An essential step in the retroviral life cycle is encapsidation of the
genomic RNA. This process is highly specific and results in the
selection of the unspliced viral mRNA for packaging into progeny
virions against a high background of cellular mRNAs and subgenomic
viral RNAs. The viral genomic RNA is reported to represent approximately 1% of the mRNA in the cytoplasm of an infected cell yet
constitutes the vast majority of the mRNA in the virion. The basis for
the specificity of RNA packaging has two components: (i) the
cis-acting RNA packaging signals, known as 
(PSI) or E
(encapsidation) signals, and (ii) the trans-acting factors, namely, the Gag polyprotein, which specifically binds and sequesters the genomic viral RNA for encapsidation (24).

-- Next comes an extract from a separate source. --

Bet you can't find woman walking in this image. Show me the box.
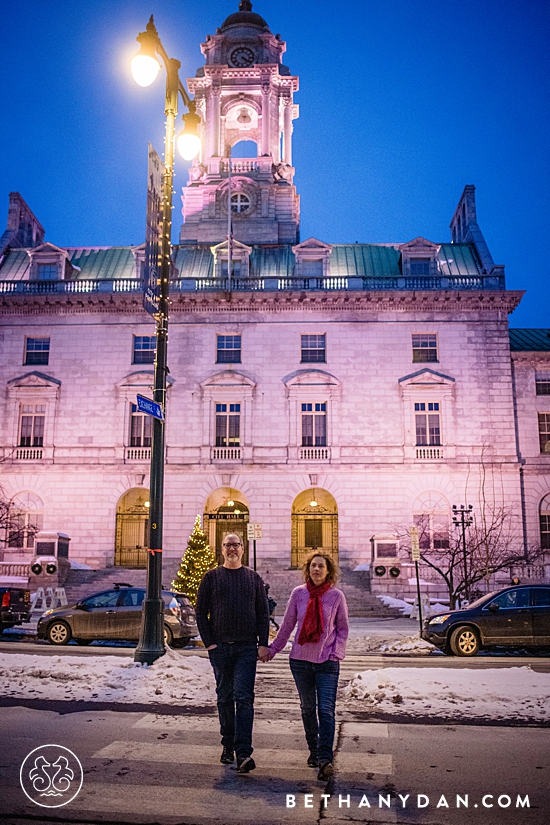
[269,552,348,781]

The cis-acting sequences required for encapsidation of HIV-1
RNA have been mapped by deletion and mutational analysis (1, 10,
23, 29). Initial studies indicated that the region between the
major splice donor and the start of gag were important for encapsidation; however, subsequent studies have suggested that other
sequences also play an important role (6, 7, 11, 25, 26, 31,
41). Of these regions, a stem-loop upstream of the major splice
donor which contains the putative dimerization initiation signal and a
stem-loop at the 5' end of the gag gene have been shown to
be important for Gag protein binding in vitro (6, 7, 11, 43)

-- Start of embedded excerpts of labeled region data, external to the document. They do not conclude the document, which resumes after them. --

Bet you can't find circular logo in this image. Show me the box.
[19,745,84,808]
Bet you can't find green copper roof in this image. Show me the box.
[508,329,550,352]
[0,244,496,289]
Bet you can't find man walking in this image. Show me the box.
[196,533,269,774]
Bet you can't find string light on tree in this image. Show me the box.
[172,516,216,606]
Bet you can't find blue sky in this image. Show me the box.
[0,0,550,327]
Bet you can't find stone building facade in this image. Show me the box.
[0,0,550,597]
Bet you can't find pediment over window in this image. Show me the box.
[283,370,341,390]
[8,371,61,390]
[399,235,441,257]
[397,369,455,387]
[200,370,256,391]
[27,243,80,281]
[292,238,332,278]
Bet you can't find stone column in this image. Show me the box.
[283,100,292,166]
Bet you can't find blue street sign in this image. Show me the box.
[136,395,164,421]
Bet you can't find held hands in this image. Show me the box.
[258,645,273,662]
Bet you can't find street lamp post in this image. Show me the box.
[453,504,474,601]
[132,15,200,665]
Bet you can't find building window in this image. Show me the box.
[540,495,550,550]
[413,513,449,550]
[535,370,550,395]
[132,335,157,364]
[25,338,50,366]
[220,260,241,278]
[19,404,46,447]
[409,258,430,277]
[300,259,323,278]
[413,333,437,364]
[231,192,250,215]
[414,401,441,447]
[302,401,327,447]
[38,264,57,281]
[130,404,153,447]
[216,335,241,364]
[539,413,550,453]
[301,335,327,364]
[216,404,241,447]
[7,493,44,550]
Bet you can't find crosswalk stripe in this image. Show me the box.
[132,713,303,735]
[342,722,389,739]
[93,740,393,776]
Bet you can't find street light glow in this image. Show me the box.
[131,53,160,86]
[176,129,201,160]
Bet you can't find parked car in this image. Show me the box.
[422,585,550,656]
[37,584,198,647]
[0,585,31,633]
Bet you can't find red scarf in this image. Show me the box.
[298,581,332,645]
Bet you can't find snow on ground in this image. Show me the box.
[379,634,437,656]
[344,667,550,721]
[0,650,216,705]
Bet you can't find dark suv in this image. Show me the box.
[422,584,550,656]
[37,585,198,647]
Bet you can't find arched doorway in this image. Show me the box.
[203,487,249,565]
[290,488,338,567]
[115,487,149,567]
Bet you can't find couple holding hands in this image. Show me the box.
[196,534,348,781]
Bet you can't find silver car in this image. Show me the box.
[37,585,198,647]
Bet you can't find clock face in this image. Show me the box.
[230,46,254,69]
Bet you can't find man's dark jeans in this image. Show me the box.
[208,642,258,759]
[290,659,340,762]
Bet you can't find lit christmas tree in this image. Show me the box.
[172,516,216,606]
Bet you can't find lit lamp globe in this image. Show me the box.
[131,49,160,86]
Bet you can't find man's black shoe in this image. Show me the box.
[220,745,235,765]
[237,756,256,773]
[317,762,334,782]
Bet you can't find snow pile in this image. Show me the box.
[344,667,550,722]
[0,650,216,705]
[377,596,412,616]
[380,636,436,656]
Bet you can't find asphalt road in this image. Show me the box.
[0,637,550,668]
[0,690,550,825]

and RNA packaging in vivo (31, 33). The sequences required
for encapsidation of HIV-2 RNA have been less intensively studied
(19, 35). Deletion analyses have shown that sequences
upstream of the major splice donor have a more marked effect on
encapsidation of HIV-2 RNA than do sequences between the major splice
donor and the start of gag (35).
Mutational analyses of the nucleocapsid (NC) domain of HIV-1 Gag have
demonstrated the importance of the NC domain for encapsidation of viral
genomic RNA (12, 14, 20, 45). The NC domain lies toward the
C-terminal end of the Gag polyprotein. The NC proteins of all
retroviruses, with the exception of spumaviruses, contain one or two
copies of the sequence
Cys-X2-Cys-X4-His-X4-Cys, termed Cys-His motifs, which chelate zinc ions (36). NC proteins
are highly basic, often containing contiguous doublets or triplets of
basic residues flanking the Cys-His motifs. Mutations disrupting the
zinc fingers or the flanking basic residues result in defects in viral
RNA packaging. In vitro RNA-protein binding studies have shown that the
Gag polyprotein and the NC domain bind specifically to RNA containing
the HIV-1 packaging sequences (6, 7, 11, 12, 43).
The role of the NC domain of HIV-1 in determining RNA packaging
specificity has been investigated by using chimeric constructs between
HIV-1 and Moloney murine leukemia virus (M-MuLV) (8, 47).
The presence of the HIV-1 NC domain in the context of M-MuLV Gag
conferred on the M-MuLV chimera an enhanced ability to specifically package HIV-1 genomic RNA. The present study was designed to further investigate the role of the NC domain of Gag in this process. We
constructed vectors based on HIV-1 and HIV-2 so that we could observe
cross-packaging by both helper viruses and chimeric constructs of HIV-1
and HIV-2 in which domains within the Gag polyprotein, including NC, of
HIV-1 were introduced into HIV-2, and investigated the effect of the
domain swaps on RNA encapsidation.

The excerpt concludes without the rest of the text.